SCENEZ05::
"RAVEDANSE"
シーン05::レイヴダンス 〜踊り手たち〜
滝山ヒロシは怒っていた。久し振りに湾岸フリーウェイを飛ばした後に、寄ってみた墨田川。六区(ロック)辺りをぶらつこうと夕暮れのハザード・メモリアル・パークを愛車の“風神(ふうじん)”で通った時だった。道の真ん中に若者が突っ立っていたのだ。
「やいテメェ! 轢き殺しちまうゾ?」
バイクを降り、銀色に輝くサイバーの左眼でギロリとねめつける。
走り書きで“Rave Danser”と書かれた黒のジャケットに、ツンツンに逆立てた髪の毛。髪も含めれば180cmを越える長身にこの目付きなら、大概の不良はビビるはずだった。
「街の灯が消え果てて‥‥帝都が脅えてる‥‥お前‥‥お前がやったんだな? のばの色を染め上げてやる! 対戦開始だ! ボクはげぇまぁだぞ? 心までげぇまぁに武装してるんだ‥‥」
相手はまったく話を聞いていなかった。ウェット気味の体、後ろで結んだ髪の毛。額にはワイア&ワイアの端子が光っている。
ウェンズデイ・マーケットで買ったのだろうか、トロン部品か何かの袋を持っていた。ニューロだろうか? だが、眼の輝きと異様な雰囲気は尋常ではない。
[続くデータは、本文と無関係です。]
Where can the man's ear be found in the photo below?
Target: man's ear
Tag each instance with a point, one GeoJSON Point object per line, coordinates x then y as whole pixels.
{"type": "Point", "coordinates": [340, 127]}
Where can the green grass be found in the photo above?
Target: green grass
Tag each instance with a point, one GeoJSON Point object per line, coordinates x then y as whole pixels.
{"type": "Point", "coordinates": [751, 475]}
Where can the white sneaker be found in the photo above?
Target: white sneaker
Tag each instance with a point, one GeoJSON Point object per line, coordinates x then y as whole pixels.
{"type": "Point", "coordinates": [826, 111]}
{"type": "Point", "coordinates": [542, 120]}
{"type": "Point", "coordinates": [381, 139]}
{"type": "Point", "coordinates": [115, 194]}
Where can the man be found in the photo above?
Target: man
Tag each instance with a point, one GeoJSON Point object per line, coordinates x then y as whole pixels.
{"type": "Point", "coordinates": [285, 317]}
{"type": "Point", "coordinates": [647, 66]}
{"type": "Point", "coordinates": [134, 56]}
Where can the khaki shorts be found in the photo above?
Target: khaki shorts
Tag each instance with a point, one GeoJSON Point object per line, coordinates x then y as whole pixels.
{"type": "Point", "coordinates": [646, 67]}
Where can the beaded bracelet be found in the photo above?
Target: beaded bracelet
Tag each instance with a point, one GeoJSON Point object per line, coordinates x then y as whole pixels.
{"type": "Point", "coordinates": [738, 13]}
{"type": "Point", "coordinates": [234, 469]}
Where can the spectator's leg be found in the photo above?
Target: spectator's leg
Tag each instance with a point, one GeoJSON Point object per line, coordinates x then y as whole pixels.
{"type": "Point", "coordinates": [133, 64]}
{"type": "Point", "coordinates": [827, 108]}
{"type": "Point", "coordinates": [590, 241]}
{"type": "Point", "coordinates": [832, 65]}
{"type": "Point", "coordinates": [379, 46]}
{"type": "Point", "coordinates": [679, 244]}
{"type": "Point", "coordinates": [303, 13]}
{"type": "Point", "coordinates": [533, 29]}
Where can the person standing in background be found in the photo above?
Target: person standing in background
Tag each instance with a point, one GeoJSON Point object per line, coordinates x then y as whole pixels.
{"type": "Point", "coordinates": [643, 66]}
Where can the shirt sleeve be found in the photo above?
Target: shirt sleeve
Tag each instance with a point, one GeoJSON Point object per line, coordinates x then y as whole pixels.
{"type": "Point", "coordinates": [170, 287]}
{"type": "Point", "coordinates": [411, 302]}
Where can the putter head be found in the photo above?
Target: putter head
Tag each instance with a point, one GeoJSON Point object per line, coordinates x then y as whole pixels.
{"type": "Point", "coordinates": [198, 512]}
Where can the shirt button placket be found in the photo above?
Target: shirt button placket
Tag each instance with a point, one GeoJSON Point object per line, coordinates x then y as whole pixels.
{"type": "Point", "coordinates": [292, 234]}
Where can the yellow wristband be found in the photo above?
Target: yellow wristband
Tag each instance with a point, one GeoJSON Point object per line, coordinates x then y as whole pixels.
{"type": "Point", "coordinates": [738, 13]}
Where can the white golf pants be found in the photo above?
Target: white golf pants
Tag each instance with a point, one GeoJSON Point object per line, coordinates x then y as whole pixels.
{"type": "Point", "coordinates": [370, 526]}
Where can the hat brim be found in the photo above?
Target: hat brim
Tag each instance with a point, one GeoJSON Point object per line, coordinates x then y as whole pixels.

文字通りの、神経(ニューロ)症のニューロキッズのようだ。
「あァん? 何言ってやがるんだ? あんま調子ブッこいてると、“踊っ”ちゃうヨ?」
ヒロシの言葉にも全く動じる様子がない。いきなり、相手は服の下から降魔刀を抜き放つと斬り掛かってきた。
「ボクは北辰一刀流免許皆伝だっ! N◎VA転覆を企む悪め! 帝都が震えてるんだ! はうぅの声高らかに、帝国のばお団、参上! フラッシュアウトだぁぁぁっっっっ!!」
「おうッ、やる気かテメェ! 上等だァ! オレは帝“凶”のゼフィールだッ!」
袖の下から魔剣化したヌンチャクを取り出す。同時に精神を集中。全く風の吹かないヒロシの体の回りに、PK(サイコキネシス)の障壁(バリア)のパワーが集中し始める。
あれくらいの相手なら、学校の不良のザコ共の方がよほど強そうに見えるが、憂さ晴らしには丁度いい。
だが、ヒロシの憂さ晴らしはそこで終わってしまった。横合いから突如飛び出した影が、例の若者の刀の上にちょんと着地したのだ。目を見張るヒロシの前で、見事な蹴りが決まる。さらに素手で一撃。
地面に宙返りして見事に着地した影の前で、ニューロな若者はあっけなく倒れてしまった。
「あーっ、何だテメェ! オレの獲物取りやがって! オレは帝京第四の‥‥」
一瞬の攻撃を終えた人影は霞の如き滑らかな動きを止め、こちらに振り向いた。前に習いかけたことのある中国拳法の独特の動き。よく見れば見知った顔。
「‥‥か、霞(かすみ)先パイ!? チィーっス! 失礼しました! 助かりまス!」
「なんだ、ヒロシじゃないか! 偶然だねぇ」
タタラ街にあるヒロシの家の近所に住む明月寺霞――“幻龍(ミラージュ・ドラゴン)”の通り名を持つタタラ(刀鍛冶)にしてチャクラ(拳法家)の先輩だ。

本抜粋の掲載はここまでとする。